Patterns and rates of intron divergence between humans and chimpanzees
1 Unitat de Biologia Evolutiva, Departament de Ciències Experimentals i de la Salut, Universitat Pompeu Fabra, Carrer Dr Aiguader 88, 08003 Barcelona, Catalonia, Spain
2 Instituto de Tecnologia Química e Biológica (ITQB), Universidade Nova de Lisboa, Av. da República (EAN) 2781-901 Oeiras, Lisboa, Portugal
3 Institute of Evolutionary Biology, University of Edinburgh, West Mains Road, Edinburgh, Scotland, EH7 3JT, UK
4 Institucio Catalana de Recerca i Estudis Avancats (ICREA), Unitat de Biologia Evolutiva, Departament de Ciències Experimentals i de la Salut, Universitat Pompeu Fabra, Carrer Dr Aiguader 88, 08003 Barcelona, Catalonia, Spain
Genome Biology 2007, 8:R21 doi:10.1186/gb-2007-8-2-r21Published: 19 February 2007
Introns, which constitute the largest fraction of eukaryotic genes and which had been considered to be neutral sequences, are increasingly acknowledged as having important functions. Several studies have investigated levels of evolutionary constraint along introns and across classes of introns of different length and location within genes. However, thus far these studies have yielded contradictory results.

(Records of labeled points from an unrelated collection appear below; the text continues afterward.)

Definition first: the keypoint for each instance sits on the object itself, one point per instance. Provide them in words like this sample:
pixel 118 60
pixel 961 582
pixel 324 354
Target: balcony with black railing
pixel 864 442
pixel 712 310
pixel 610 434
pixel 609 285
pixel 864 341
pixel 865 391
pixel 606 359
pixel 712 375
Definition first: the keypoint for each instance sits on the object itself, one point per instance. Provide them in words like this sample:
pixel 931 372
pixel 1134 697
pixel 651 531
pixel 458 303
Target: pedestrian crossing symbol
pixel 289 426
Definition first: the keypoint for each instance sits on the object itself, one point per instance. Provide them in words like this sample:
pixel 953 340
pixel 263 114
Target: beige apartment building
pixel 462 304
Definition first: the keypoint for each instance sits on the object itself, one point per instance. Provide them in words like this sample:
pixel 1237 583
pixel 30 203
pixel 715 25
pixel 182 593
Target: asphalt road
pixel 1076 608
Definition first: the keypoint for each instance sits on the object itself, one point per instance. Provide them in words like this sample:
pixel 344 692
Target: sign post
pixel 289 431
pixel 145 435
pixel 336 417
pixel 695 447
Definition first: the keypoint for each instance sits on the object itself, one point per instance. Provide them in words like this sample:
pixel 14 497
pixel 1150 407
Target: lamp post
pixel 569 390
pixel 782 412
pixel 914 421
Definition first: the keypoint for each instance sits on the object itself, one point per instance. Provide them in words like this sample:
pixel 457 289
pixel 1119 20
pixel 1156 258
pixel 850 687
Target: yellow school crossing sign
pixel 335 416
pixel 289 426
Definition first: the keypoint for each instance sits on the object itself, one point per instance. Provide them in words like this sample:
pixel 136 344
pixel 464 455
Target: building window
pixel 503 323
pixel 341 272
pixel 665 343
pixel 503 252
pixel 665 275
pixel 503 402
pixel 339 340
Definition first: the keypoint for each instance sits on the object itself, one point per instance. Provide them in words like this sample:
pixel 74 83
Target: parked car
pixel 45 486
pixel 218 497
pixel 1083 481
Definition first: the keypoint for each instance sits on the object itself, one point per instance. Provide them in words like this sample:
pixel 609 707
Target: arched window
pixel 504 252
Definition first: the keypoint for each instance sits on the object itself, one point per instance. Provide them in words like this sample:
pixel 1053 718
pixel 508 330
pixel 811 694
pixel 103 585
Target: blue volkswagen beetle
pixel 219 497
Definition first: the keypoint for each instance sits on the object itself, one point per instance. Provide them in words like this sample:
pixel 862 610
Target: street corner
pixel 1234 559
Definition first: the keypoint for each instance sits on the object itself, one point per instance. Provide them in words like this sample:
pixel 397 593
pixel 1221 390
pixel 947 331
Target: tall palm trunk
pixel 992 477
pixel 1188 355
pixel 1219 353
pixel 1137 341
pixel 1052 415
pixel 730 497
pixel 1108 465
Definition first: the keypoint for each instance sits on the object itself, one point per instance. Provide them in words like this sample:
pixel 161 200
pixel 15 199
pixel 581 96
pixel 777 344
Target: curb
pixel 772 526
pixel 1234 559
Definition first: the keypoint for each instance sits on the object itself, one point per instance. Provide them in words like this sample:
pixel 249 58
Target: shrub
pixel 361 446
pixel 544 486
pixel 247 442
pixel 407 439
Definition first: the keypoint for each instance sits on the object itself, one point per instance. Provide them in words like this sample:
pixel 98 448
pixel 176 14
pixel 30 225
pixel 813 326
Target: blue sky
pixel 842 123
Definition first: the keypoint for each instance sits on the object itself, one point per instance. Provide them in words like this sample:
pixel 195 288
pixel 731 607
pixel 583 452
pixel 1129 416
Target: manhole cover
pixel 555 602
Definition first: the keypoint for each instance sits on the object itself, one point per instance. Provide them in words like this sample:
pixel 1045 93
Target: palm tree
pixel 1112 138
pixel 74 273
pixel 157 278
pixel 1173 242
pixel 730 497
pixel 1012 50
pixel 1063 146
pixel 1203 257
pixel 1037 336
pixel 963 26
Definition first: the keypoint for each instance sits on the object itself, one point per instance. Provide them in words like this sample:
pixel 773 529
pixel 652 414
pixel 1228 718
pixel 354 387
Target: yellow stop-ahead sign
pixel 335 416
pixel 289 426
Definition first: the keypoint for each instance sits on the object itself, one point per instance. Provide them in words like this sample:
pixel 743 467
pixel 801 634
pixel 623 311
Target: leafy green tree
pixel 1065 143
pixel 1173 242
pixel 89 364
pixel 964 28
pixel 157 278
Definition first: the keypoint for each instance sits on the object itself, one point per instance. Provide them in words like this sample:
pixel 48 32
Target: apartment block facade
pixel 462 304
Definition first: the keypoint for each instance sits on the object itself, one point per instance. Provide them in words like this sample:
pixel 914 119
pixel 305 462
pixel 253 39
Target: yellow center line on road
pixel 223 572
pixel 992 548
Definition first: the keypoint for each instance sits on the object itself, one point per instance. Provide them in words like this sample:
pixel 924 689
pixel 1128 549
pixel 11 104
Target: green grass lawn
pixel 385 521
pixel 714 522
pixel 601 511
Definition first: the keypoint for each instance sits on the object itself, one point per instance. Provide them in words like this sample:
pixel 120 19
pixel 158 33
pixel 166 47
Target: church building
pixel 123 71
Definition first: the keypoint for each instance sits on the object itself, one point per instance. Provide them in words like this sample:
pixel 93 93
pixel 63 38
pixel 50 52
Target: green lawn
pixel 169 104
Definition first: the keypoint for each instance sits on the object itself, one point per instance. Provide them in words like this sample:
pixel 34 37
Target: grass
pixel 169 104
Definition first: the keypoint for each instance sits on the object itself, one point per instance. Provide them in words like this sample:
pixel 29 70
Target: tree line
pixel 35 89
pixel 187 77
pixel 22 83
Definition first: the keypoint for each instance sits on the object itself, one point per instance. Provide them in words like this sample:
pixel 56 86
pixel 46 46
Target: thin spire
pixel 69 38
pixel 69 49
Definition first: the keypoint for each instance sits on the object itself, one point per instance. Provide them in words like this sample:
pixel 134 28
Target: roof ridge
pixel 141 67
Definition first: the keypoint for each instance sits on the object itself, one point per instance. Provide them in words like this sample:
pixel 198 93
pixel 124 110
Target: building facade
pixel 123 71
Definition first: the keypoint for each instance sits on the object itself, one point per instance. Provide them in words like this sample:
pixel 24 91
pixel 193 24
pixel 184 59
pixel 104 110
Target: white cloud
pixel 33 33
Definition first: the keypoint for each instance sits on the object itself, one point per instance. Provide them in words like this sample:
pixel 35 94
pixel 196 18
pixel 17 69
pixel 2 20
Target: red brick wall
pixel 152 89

We present the first analysis of human-chimpanzee intron divergence, in which differences in the number of substitutions per intronic site (Ki) can be interpreted as the footprint of different intensities and directions of the pressures of natural selection. Our main findings are as follows: there was a strong positive correlation between intron length and divergence; there was a strong negative correlation between intron length and GC content; and divergence rates vary along introns and depending on their ordinal position within genes (for instance, first introns are more GC rich, longer and more divergent, and divergence is lower at the 3' and 5' ends of all types of introns).
We show that the higher divergence of first introns is related to their larger size. Also, the lower divergence of short introns suggests that they may harbor a relatively greater proportion of regulatory elements than long introns. Moreover, our results are consistent with the presence of functionally relevant sequences near the 5' and 3' ends of introns. Finally, our findings suggest that other parts of introns may also be under selective constraints.